The goal of any pay cuts would be to help make Greek workers, who are generally less productive than workers elsewhere in Europe, able to compete more effectively inside the euro zone, where countries share a common currency that does not allow devaluations to help even out differences in labor costs.
Huh? See below. The going line seems to be that the Greeks are lazy. They earn minimum government-negotiated wages without actually doing a whole lot because they’re uncompetitive. This is wrong; the data do not support this view.

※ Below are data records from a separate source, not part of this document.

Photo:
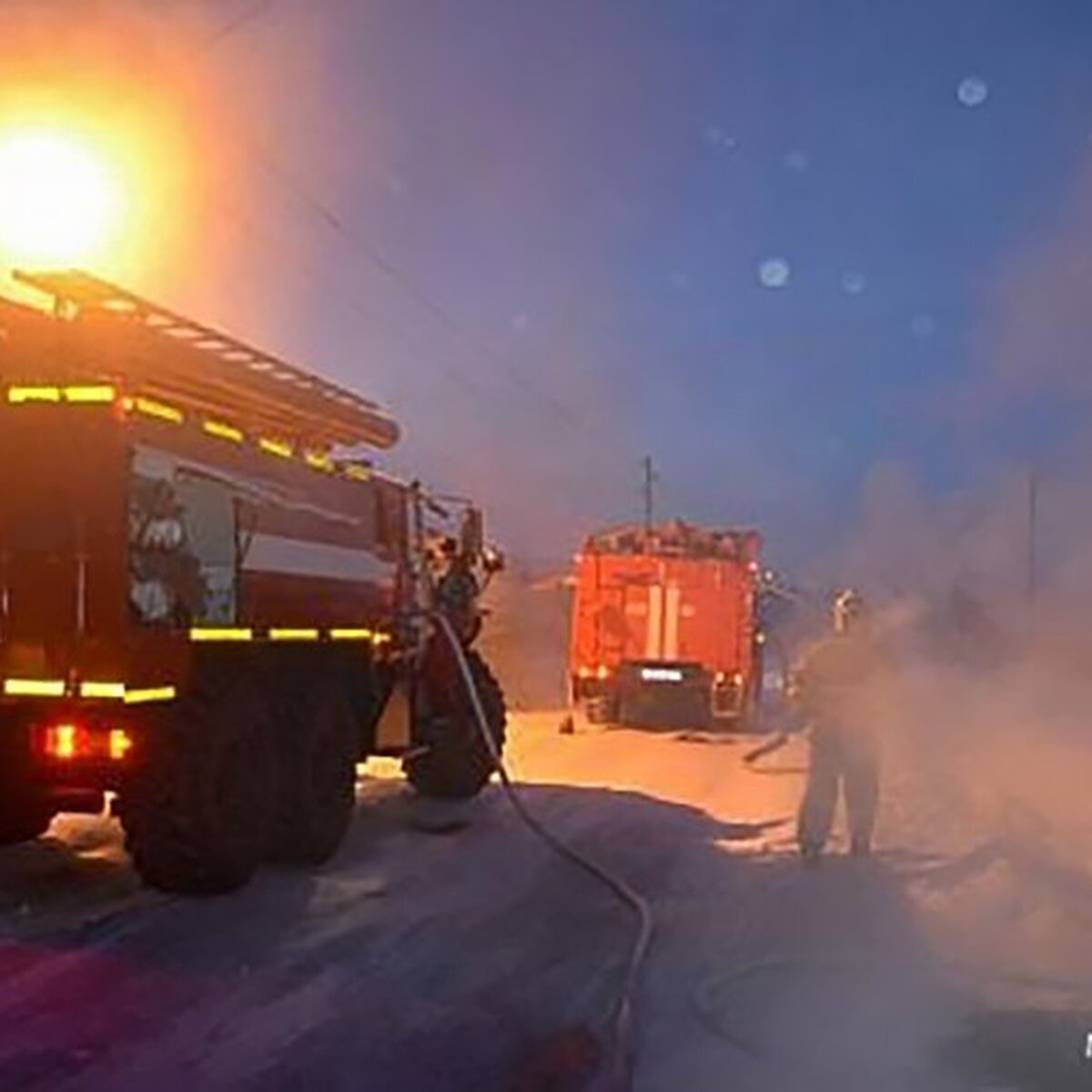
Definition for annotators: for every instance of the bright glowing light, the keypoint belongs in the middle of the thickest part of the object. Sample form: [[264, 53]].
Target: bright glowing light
[[59, 202], [774, 273]]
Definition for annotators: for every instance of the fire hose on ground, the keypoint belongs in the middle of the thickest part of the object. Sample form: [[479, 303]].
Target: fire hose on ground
[[622, 1021]]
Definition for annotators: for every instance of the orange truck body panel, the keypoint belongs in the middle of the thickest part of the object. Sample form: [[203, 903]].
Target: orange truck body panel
[[678, 596]]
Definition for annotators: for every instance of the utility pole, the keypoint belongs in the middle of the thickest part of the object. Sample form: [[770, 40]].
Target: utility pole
[[647, 491], [1032, 533]]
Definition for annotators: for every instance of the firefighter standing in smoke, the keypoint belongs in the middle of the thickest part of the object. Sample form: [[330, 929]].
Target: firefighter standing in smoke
[[834, 696]]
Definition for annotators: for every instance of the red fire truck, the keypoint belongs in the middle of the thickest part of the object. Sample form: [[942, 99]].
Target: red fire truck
[[665, 626], [205, 609]]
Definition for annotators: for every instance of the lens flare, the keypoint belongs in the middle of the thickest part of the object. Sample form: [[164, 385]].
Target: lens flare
[[60, 202]]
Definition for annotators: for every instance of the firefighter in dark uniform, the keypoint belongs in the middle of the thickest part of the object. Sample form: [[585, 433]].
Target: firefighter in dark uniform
[[833, 692]]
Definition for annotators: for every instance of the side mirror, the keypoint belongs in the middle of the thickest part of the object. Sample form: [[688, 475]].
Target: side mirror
[[492, 561]]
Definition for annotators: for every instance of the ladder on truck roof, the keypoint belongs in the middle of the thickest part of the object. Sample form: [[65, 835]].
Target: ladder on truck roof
[[161, 353]]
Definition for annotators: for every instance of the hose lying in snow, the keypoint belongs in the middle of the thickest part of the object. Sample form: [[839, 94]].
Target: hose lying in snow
[[622, 1016], [768, 748]]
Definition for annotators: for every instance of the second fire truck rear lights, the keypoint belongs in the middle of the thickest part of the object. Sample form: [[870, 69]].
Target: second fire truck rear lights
[[70, 742], [34, 688]]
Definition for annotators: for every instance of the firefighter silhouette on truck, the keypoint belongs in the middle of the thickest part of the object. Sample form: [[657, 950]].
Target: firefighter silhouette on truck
[[834, 696]]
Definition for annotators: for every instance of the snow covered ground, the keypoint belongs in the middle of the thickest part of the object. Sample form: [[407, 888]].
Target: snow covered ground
[[956, 960]]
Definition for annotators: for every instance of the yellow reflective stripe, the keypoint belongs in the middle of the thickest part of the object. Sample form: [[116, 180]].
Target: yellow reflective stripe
[[34, 688], [152, 693], [19, 394], [103, 691], [96, 394], [319, 461], [223, 431], [276, 448], [152, 409]]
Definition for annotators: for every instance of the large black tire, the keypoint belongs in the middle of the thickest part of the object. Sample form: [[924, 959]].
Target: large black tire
[[23, 817], [197, 809], [458, 763], [319, 746]]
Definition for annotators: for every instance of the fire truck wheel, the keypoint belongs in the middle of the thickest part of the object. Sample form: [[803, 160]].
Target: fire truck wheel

First, the Greek people aren’t lazy at all. In fact, Greek workers spent more hours working 2010 (in annual hours actually worked per worker) than those in Chile, Hungary, Czech Republic, Poland, Estonia, Turkey, Mexico, Slovak Republic, Italy, the US, New Zealand, Japan, Portugal, Canada, Finland, Iceland, Australia, Ireland, Slovenia, Spain, the UK, Sweden, Luxembourg, Austria, Belgium, Germany, Norway, and the Netherlands – and in that order. (You can download and view the data from the OECD 2011 Employment Outlook.) Marc Chandler also highlighted this fact back in January.
Sure, one could argue that the Greek workers work a lot of hours, but it’s for less output. Furthermore, labor costs have risen substantially relative to other Euro area countries, so the country’s worse off. That’s the uncompetitiveness route. If you care about productivity and relative wage gains, why not look at the drop in Greece’s relative unit labor costs?
The chart below illustrates the average accumulated gain/loss in nominal labor costs (labor costs per hour) across the EA 12 in the run-up to the crisis, 2005-2008, and then since the recession, 2009-Q32011 (Finland data unavailable). By this measure, Greece is certainly doing what the Troika want of it: relative devaluation in nominal labor costs. Since 2009, Greek labor costs have fallen 5.3%.
(Note: the data are constructed as the percentage gain/loss of the average 2008 quarterly labor costs over the average of 2005 labor costs versus the average of Q4 2010 to Q3 2011 labor costs over the average 2009 quarterly labor costs, all working-day adjusted.)
French and Austrian labor costs appreciated 12% and 10.7%, respectively, spanning 2005-2008, and another 5.7% and 4.0%, respectively, since 2009. In Ireland, the 1.8% average reduction in labor costs since 2009 pales in comparison to the 2005-2008 14.7% surge. Greece saw a lower accumulated gain in labor costs spanning 2005-2008 than most countries and cut labor costs since 2009. The ‘wage’ cost anger towards Greece seems to be misdirected.
Now I’m really wondering what is this obsession with the Greek minimum wage? True, the Greek minimum wage did rise 0.8% spanning 2010-2011 (you can see Eurostat data here). However, as a proportion of average monthly earnings, the 2010 minimum wage in Greece is roughly in line with other program countries, Ireland and Portugal, and lower than that in France, Luxembourg, and the Netherlands.
Only in 2011 do Greece’s policies stick out when monthly minimum wage as a proportion of average monthly earnings surged to 50.1%. However, simple calculations demonstrate that for Greece the higher 2011 ratio of minimum wage to average monthly earnings was largely a function of falling average monthly earnings, -18.7%, rather than the rise in the minimum wage, +0.8%.
Perhaps I am not understanding things clearly here – I am sure that you all will correct me if I am not – but what’s this obsession with minimum wages? It looks to me like the fiscal austerity driven recession is indeed resulting in a reduction in Greece’s relative labor costs irrespective of minimum wage policy. Isn’t that the point?